0

I'm trying to read lines of a file into a list so every N lines will be in the same tuple. Assuming the file is valid so there are xN lines, how can I achive it?

The way I read the lines into the list:

def readFileIntoAList(file,N):
    lines = list()
    with open(file) as f:
        lines = [line.rstrip('\n') for line in f]
    return lines

What change I have to do with N so it will be a list of tuples so each tuple is of length N? For example I have the following file content:

ABC
abc xyz
123
XYZ
xyz abc
321

The output will be:

[("ABC","abc xyz","123"),("XYZ,"xyz abc",321")]
vesii
  • 2,760
  • 4
  • 25
  • 71
  • 1
    Possible duplicate of [How do you split a list into evenly sized chunks?](https://stackoverflow.com/questions/312443/how-do-you-split-a-list-into-evenly-sized-chunks) – Mateen Ulhaq Sep 22 '19 at 12:19

4 Answers4

1

You could try using a chunking function:

def readFileIntoAList(file, n):
    with open(file) as f:
        lines = f.readlines()
        return [lines[i:i + n] for i in range(0, len(lines), n)]

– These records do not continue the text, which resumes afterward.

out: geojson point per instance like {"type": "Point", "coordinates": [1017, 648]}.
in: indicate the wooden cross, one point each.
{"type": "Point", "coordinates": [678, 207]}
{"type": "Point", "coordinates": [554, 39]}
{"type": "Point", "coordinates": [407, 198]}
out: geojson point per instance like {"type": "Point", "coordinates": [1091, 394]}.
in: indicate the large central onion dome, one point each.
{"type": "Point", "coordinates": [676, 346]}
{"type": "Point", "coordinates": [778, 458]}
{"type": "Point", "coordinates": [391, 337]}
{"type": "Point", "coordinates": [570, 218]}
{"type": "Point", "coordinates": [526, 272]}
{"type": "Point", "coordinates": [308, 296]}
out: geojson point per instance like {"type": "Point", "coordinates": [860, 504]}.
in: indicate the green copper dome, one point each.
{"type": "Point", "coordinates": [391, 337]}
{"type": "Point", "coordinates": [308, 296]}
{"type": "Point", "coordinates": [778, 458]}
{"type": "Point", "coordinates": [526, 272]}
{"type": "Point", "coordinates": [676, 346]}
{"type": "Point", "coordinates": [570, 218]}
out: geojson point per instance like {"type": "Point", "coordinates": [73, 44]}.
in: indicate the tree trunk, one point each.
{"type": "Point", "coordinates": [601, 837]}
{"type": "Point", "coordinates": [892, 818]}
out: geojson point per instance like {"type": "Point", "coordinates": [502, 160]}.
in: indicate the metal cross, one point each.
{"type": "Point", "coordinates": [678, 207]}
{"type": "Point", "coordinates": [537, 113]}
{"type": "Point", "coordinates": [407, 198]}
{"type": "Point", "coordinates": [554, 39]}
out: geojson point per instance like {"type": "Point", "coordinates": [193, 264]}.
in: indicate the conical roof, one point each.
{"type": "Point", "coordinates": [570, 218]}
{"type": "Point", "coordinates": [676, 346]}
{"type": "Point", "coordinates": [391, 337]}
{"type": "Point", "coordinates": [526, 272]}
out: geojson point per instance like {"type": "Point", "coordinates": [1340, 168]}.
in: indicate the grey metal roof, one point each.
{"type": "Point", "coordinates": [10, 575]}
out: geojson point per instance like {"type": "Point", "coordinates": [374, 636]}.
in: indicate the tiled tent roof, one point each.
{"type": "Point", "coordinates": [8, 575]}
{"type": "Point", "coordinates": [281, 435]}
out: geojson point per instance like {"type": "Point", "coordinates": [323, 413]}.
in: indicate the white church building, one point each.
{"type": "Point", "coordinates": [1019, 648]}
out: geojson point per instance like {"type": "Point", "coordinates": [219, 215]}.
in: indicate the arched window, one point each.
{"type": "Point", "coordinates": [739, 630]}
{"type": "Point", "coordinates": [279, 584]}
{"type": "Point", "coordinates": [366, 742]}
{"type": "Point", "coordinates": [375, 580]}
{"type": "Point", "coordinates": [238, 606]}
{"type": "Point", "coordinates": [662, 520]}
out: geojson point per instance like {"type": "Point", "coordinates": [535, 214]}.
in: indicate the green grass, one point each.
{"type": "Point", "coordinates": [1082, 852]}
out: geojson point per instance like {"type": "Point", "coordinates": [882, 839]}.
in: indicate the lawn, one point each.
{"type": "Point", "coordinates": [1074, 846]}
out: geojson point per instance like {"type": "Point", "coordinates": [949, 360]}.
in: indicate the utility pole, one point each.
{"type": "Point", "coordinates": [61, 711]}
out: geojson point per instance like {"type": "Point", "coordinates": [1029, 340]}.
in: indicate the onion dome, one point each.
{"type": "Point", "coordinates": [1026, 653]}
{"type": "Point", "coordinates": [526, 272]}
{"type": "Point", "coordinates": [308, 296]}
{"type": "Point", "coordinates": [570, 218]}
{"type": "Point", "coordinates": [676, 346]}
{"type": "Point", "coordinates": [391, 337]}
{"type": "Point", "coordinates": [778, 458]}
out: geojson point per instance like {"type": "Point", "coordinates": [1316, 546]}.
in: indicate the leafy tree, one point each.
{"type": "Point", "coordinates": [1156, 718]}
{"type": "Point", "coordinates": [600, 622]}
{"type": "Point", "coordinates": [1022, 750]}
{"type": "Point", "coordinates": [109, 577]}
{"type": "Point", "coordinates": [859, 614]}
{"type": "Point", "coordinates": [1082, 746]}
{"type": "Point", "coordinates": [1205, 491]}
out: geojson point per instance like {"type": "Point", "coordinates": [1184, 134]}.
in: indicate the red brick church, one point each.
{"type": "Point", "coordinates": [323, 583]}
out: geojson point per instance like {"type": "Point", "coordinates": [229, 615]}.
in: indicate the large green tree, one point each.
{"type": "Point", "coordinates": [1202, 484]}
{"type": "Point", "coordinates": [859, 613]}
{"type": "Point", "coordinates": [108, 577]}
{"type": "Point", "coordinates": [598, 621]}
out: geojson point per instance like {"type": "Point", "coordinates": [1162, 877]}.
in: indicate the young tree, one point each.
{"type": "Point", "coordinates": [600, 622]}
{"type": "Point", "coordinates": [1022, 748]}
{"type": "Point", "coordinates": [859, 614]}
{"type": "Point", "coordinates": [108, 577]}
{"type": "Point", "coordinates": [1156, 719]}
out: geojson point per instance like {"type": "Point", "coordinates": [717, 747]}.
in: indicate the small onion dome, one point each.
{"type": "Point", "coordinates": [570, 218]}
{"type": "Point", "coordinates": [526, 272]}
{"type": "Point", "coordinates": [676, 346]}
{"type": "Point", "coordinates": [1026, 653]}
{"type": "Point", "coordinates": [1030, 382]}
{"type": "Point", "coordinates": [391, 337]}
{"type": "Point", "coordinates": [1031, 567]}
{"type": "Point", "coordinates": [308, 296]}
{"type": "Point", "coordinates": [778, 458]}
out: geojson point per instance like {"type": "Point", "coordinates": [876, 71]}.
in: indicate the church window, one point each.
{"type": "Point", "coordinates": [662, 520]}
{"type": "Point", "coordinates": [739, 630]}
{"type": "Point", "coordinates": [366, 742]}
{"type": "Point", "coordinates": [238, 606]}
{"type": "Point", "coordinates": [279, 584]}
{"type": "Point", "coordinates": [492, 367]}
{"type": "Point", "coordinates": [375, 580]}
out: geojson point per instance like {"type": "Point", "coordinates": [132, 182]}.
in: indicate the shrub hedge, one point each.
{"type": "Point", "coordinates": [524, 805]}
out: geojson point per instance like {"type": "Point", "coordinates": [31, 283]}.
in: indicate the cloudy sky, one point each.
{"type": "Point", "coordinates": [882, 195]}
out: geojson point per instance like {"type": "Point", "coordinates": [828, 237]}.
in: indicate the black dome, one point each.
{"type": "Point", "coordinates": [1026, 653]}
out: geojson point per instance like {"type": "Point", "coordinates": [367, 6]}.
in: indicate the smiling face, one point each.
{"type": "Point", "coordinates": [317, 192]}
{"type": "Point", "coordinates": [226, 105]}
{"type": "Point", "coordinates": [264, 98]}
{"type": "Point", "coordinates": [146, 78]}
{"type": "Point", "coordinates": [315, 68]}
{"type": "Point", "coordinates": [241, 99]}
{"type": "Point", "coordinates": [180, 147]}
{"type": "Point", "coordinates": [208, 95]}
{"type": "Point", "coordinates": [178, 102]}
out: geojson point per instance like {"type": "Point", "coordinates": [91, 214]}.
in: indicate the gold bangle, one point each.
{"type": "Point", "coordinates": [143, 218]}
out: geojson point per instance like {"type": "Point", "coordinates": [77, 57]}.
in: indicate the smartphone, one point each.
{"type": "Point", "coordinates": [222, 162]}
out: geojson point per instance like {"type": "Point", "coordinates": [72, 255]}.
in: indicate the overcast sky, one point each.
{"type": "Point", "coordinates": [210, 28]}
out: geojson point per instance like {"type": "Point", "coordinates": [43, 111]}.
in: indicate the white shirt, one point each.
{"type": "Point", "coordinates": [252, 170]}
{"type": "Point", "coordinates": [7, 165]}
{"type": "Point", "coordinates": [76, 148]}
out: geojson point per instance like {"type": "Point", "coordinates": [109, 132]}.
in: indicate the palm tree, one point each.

This will split the list of lines in the file into evenly sized chunks.

miike3459
  • 1,431
  • 2
  • 16
  • 32
0

One way would be:

>>> data = []
>>> N = 3
>>> with open('/tmp/data') as f:
...     while True:
...         chunk = []
...         for i in range(N):
...             chunk.append(f.readline().strip('\n'))
...         if any(True for c in chunk if not c):
...             break
...         data.append(tuple(chunk))
...
>>> print(data)
[('ABC', 'abc xyz', '123'), ('XYZ', 'xyz abc', '321')]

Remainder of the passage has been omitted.